唐念拉过他的手,按着自己的心脏,坦白,“以前是我不对,给你灌输了错误的思想。你可以原谅我吗?”
“原谅你?”
他的声音里带着失控的颤抖。
可他从来没有怪过她,要怎么原谅她?
“我还忘记过你,害你受委屈了。”唐念叹了口气,语气和她的手心一样柔软,“你不生气吗?是不是以为我都忘了?我现在想起来了,以前是我做错了,做错了很多。”
她的声音像有魔力,“以后让我慢慢补偿你,好吗?”
“好。”
事实上l根本无法思考她在说什么了。
因为她说以后。
她的以后里,有他的位置。
l在第一次和她在棚户区因生死而分别的时候,才终于意识到,他原来拥有情感,他不想分别。
以往,除了生存之外,他从来没有思考过别的,一切都靠本能。
即便死去也能再次复活。
他尝试过躺在天地间一动不动,任由那些凶猛的野兽啃噬他的身体,但他不会死亡,他和所有的一切都格格不入,他是个怪物,但他从未因此感到过孤独。
认识了她之后,他才渐渐有了烦恼。
他体会到了悲伤,甚至会有流泪的冲动,但他并不清楚那从眼中流出的液体就是泪水,他也不知道这种情感被称作悲伤。
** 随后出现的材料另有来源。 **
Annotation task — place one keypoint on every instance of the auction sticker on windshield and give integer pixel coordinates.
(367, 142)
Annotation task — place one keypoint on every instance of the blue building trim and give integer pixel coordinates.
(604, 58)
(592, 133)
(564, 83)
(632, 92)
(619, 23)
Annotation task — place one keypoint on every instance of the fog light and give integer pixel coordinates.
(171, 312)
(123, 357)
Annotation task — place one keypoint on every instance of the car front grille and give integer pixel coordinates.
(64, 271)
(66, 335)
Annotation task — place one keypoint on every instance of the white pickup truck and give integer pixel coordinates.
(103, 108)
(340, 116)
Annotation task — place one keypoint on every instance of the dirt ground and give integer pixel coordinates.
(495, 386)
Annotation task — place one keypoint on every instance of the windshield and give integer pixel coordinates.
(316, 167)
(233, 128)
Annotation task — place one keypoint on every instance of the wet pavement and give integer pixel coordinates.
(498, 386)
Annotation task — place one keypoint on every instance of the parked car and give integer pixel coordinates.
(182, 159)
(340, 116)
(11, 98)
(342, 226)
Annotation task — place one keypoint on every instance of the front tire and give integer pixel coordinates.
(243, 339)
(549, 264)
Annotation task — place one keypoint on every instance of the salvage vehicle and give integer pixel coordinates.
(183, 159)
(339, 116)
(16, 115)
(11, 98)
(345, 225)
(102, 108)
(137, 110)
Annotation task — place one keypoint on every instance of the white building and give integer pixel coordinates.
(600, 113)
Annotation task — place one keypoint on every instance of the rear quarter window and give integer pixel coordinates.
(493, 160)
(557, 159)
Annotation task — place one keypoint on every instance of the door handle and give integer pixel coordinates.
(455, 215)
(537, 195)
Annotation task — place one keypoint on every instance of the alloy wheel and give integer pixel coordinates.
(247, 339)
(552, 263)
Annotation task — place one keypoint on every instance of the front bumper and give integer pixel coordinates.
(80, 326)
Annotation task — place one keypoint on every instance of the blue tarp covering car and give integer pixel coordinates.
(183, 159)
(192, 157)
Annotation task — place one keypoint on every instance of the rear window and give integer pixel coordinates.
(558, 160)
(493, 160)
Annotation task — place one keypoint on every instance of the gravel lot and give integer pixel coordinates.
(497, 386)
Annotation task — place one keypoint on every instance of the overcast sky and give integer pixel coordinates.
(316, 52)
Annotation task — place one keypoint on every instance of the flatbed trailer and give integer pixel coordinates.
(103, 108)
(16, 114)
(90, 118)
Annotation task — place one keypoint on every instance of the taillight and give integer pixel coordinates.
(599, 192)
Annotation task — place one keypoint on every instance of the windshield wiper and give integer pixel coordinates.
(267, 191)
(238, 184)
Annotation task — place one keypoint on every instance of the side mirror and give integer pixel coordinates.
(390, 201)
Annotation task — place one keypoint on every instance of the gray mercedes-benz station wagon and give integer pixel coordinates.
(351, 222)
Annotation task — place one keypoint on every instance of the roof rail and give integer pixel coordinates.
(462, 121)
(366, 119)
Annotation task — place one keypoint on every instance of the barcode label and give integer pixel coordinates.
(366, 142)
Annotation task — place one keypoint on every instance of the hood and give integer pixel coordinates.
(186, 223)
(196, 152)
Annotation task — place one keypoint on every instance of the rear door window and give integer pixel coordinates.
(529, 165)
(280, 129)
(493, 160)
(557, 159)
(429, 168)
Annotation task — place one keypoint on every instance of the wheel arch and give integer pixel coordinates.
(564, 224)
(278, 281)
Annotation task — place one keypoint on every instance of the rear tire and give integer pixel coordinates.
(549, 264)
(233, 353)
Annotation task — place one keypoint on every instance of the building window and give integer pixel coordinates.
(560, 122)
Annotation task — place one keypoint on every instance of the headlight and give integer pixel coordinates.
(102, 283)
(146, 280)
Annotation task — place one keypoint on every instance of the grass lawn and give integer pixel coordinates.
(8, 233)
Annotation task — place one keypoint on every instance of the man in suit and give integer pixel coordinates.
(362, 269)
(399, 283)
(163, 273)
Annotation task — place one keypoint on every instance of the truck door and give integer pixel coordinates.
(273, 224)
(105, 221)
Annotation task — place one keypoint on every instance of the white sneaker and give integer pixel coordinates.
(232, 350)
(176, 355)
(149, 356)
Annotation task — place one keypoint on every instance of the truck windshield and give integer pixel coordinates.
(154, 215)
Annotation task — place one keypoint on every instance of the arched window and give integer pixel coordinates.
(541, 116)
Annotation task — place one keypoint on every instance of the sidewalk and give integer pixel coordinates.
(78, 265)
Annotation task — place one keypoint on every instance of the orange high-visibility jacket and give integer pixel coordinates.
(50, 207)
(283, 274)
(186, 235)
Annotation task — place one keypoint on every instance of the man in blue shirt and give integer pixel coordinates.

他的话语表达能力生疏而迟钝,这是他从过往那些人那里逐渐学来的,他‘消化’了一部分人的记忆,却觉得索然无味,她死亡带来的分别让他在长达十年的时间里都处于一种空洞的状态。
直到他意识到,那就是悲伤。
唐念吃完东西没有收拾的自觉,因为总会有人做这些。
l去刷碗前的表情看起来快要哭了,他声音有些哽,颤颤的,很好听,要她再三承诺‘以后’会‘慢慢’补偿他。
她整个人沉浸在游戏结束的自由和心脏不再疼痛的轻松中,满口答应。
一切似乎都很美好。
她没有一刻比现在感觉到更轻松,更开心。
她自由了。
她的心脏不痛了。
她可能再也不需要为了所谓的生命值而被迫进入一个又一个游戏地图了。
这简直是最近以来最好的消息。
唐念站在甲板上又吹了一会儿风,才后知后觉想起来一贯准时做晚餐的希瓦纳斯今天竟然久久没有出现。
真是稀奇。
她并非有意识等待,但还是多在甲板上站了一会儿。
下午还在唱歌的人鱼都沉到了水底,海面一片宁静,却莫名有种压迫感。太安静了,安静到像是这个世界的生物察觉到了某种即将到来的危险,从而全部躲藏了起来。琇書蛧
唐念摇摇头,短暂地惊叹了一下自己的神经敏感。
她吃饱后容易感觉到困倦,于是转回身,穿梭过华丽璀璨的邮轮长廊,往楼上自己惯常休息的房间走去。
推开门,有人从身后紧紧地扣住她的手腕。
另一只手关上门,拧下锁扣,然后紧紧抱住她。
微凉的皮肤蹭过她的发丝和后背,唐念被那股不算强势的力道按在怀里,感受到空气中萦绕的淡淡植物清香,紧绷的身体才缓和下来。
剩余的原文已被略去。